The other day I was talking to someone who spoke about what a friend of theirs had done in the past and it was clear that they hadn’t been able to move on from what had happened. A number of years had passed since that time, but it was as if it had happened the day before.
Hearing about this reminded me of the challenges I have had with my mother, and how hard it has been for me to gradually move on from what took place during my early years. It was irrelevant as to how many years had passed since that time, as I wasn’t able to simple let go and to live in the now.
During the beginning of my healing journey, my mind was often consumed by what my mother had or hadn’t done. This then stopped me from being able to detach from what was taking place within me.
I was often filled with anger, rage, and even hate; part of me wanted revenge. And, due to how strong this part of me was, it would take over my whole being and stop me from being able to be a conscious human being.
But, although I had all this going on within me, I rarely expressed what was taking place. I was carrying a lot of trauma, which meant that I rarely felt safe enough to express my feelings.
Along with this, I was often told as a child not to get angry and that it was wrong. If I did express my anger, I may have been told off or hit, and this was the last thing that I wanted to experience.
There were also moments when I would feel guilty and ashamed for embracing how I felt. Nevertheless, when I did get in touch with how I felt, I would feel strong and alive, making it hard for me to see how destructive this was.
It gradually became clear that this was doing me more harm than good, and this was primarily because it was perpetuating what I had been through as a child. The only way that I would be able to grow and to live in the moment was to let go.
A Tough Process
I would often be told that I “just needed to let go” and that writing a letter and then burning it would help, amongst other things. It was then as though this was a simple process, if only I was willing to go through with it.
As time passed it became increasingly clear that this was not a mental process or something that would just happen; it was something that would taken place through facing how I felt and processing my pain. Therefore, it was primarily about me getting in touch with the pain in my body and had very little to do with my mind.
At The Core
I came to see that the pain in my body was keeping the past alive and stopping me from being able to live in the moment. This pain had also caused me to close my heart and this made it hard for me to experience compassion.
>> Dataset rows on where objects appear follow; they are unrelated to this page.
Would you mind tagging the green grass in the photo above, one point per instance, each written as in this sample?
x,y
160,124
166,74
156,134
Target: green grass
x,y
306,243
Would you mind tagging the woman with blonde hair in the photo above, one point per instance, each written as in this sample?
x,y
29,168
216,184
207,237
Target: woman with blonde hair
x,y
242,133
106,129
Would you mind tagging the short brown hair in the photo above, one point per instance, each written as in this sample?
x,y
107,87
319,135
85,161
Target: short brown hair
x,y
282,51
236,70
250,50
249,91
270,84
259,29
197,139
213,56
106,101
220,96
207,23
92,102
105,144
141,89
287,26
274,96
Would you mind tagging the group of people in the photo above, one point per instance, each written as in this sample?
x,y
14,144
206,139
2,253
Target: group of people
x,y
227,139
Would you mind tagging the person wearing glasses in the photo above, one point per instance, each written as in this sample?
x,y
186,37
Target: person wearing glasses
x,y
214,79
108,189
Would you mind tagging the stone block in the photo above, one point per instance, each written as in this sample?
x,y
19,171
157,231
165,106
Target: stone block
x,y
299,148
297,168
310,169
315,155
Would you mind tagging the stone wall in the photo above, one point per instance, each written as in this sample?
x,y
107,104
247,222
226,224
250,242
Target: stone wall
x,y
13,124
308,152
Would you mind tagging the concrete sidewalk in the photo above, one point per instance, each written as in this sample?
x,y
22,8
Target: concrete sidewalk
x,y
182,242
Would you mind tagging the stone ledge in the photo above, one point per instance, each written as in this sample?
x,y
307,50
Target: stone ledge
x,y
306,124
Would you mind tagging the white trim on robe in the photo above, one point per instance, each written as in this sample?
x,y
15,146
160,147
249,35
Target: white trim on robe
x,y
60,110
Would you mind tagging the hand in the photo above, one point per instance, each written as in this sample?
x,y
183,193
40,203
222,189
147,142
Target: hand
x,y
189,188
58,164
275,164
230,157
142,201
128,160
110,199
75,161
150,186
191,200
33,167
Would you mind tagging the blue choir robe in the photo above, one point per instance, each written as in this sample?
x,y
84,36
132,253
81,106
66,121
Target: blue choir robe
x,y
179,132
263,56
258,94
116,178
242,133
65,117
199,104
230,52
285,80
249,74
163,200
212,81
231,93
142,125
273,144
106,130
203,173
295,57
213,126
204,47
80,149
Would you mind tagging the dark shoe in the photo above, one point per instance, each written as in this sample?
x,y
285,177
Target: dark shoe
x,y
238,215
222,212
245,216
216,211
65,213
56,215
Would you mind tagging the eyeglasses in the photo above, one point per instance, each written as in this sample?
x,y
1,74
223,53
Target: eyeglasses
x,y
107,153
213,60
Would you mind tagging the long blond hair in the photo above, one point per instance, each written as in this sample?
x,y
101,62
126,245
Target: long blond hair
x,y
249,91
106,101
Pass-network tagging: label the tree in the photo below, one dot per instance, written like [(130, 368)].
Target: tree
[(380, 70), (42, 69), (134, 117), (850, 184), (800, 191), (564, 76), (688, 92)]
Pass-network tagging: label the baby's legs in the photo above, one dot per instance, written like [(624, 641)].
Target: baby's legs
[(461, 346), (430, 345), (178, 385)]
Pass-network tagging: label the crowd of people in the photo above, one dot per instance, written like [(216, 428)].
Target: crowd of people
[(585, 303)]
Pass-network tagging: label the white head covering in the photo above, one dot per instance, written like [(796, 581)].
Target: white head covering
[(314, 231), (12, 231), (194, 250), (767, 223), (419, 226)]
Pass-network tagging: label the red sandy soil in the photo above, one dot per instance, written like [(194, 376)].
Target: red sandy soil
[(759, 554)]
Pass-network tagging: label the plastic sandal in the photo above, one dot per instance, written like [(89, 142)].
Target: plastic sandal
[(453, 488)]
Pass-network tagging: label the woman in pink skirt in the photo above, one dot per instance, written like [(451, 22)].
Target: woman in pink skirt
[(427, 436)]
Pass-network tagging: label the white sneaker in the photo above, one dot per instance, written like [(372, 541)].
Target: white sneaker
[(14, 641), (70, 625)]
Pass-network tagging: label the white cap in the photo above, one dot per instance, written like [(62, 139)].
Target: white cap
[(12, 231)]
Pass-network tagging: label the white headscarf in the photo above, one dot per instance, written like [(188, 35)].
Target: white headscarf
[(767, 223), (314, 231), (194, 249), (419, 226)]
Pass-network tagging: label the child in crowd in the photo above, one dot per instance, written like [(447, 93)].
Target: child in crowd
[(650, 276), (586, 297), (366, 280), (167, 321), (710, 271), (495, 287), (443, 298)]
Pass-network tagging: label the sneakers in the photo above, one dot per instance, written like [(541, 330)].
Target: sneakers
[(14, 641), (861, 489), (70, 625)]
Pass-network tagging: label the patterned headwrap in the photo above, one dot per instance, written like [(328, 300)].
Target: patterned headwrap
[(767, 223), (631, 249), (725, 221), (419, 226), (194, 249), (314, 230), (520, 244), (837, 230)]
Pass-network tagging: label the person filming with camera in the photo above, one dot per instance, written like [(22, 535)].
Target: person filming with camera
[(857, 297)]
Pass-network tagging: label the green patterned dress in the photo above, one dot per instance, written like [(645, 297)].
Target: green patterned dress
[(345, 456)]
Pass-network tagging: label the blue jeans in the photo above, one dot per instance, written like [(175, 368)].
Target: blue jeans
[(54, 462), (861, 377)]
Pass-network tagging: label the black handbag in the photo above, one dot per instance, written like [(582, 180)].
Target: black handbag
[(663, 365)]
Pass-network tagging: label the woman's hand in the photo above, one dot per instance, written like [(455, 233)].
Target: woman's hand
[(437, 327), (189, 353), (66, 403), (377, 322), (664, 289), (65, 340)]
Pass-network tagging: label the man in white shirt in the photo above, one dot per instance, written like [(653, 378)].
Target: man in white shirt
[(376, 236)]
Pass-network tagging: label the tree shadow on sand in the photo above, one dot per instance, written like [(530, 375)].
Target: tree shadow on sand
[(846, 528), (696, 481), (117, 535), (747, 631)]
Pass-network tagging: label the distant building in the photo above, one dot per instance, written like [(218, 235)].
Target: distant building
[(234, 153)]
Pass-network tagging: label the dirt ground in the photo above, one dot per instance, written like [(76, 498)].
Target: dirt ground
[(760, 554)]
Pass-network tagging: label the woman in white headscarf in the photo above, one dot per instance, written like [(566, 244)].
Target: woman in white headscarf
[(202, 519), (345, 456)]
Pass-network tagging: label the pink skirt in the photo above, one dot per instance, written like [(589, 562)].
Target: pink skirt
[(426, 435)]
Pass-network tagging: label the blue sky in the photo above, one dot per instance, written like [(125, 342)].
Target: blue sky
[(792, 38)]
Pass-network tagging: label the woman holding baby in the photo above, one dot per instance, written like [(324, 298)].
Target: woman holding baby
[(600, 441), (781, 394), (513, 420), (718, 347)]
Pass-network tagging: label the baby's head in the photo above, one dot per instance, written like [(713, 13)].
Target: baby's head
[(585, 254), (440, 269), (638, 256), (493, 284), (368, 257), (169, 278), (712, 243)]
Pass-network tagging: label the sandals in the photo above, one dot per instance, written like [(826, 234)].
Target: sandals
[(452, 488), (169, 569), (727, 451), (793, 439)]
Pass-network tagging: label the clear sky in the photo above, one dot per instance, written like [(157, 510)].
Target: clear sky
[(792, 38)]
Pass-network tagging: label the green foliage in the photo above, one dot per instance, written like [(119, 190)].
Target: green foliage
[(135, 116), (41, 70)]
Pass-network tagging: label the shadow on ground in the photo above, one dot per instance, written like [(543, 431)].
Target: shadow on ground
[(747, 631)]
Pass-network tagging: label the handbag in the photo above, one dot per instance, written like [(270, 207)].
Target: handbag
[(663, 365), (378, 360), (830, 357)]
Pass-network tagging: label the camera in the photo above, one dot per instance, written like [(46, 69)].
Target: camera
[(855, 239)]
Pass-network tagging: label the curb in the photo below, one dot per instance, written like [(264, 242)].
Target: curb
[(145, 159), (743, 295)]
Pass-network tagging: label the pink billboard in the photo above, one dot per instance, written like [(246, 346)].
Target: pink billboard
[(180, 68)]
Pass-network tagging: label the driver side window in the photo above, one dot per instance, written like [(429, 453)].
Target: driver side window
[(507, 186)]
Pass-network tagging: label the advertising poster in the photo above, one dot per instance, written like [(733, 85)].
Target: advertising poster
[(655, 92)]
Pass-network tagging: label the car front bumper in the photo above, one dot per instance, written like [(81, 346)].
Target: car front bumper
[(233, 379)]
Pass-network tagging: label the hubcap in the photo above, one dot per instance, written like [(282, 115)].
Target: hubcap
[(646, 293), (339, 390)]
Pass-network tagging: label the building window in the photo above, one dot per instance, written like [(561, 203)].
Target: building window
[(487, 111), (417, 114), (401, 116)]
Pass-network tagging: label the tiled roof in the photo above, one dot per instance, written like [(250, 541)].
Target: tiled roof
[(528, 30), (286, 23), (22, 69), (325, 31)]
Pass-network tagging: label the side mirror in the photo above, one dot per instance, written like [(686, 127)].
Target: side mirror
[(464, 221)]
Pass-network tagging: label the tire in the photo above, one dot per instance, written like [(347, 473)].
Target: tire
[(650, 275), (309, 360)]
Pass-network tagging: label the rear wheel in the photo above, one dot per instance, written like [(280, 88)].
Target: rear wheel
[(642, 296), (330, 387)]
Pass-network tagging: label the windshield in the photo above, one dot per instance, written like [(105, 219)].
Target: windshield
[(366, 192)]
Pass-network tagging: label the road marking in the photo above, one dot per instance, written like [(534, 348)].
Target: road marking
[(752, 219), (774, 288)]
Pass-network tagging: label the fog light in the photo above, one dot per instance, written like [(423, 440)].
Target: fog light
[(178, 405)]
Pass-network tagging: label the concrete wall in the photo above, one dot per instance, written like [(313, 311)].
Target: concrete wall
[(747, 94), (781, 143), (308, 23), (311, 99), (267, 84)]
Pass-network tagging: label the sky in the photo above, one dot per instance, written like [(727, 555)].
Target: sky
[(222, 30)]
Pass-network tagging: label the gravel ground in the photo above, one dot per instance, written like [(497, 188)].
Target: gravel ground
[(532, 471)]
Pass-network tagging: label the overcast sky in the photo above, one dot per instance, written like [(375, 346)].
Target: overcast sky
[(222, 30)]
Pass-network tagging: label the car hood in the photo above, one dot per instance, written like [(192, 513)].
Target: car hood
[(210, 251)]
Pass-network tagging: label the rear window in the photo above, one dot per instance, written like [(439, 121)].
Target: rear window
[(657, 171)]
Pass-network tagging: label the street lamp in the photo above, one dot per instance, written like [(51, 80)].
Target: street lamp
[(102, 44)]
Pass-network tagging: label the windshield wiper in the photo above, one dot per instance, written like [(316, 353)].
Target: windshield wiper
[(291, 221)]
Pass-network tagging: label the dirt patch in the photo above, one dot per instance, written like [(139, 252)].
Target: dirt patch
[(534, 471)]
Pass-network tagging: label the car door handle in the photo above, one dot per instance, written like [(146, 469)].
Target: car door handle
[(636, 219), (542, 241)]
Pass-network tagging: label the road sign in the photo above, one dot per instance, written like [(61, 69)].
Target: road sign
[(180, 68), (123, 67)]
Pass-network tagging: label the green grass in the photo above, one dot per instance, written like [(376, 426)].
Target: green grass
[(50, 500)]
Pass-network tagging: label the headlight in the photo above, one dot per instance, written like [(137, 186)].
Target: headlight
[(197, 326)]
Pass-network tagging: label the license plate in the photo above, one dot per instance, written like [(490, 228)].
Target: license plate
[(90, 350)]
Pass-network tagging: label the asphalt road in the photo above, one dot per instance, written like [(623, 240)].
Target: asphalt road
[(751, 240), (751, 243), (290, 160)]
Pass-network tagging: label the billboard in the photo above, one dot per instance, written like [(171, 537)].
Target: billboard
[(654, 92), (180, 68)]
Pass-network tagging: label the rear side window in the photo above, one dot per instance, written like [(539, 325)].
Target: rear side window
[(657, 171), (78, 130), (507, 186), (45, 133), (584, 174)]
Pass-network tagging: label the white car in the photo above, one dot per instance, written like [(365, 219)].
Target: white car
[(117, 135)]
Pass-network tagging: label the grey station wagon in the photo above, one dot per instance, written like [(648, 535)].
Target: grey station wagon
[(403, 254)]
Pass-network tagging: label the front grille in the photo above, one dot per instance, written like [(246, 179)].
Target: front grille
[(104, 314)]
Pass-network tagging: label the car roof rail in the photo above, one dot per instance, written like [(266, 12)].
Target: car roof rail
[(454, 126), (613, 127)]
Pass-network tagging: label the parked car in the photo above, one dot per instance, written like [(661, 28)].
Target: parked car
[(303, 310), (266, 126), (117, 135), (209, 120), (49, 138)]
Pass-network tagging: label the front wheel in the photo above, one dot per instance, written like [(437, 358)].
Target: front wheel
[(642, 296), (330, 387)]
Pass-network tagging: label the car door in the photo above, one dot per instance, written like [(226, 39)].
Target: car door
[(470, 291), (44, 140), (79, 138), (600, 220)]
I ended up working with a number of different therapists and healers, and I had a lot of crying to do. The crying allowed me to let go of a lot of the pain that I experienced as a child.
It can be easy to get caught up in what happened in the past and for our mind to hold on no matter how destructive it is. Yet, through being aware of the damage that is being done, it will be clear how important it is to let go.
Ultimately, holding on only prolongs our own suffering; it doesn’t affect the person who was involved. So, if you are holding onto what happened in the past and you want to move on, reach out for the right support.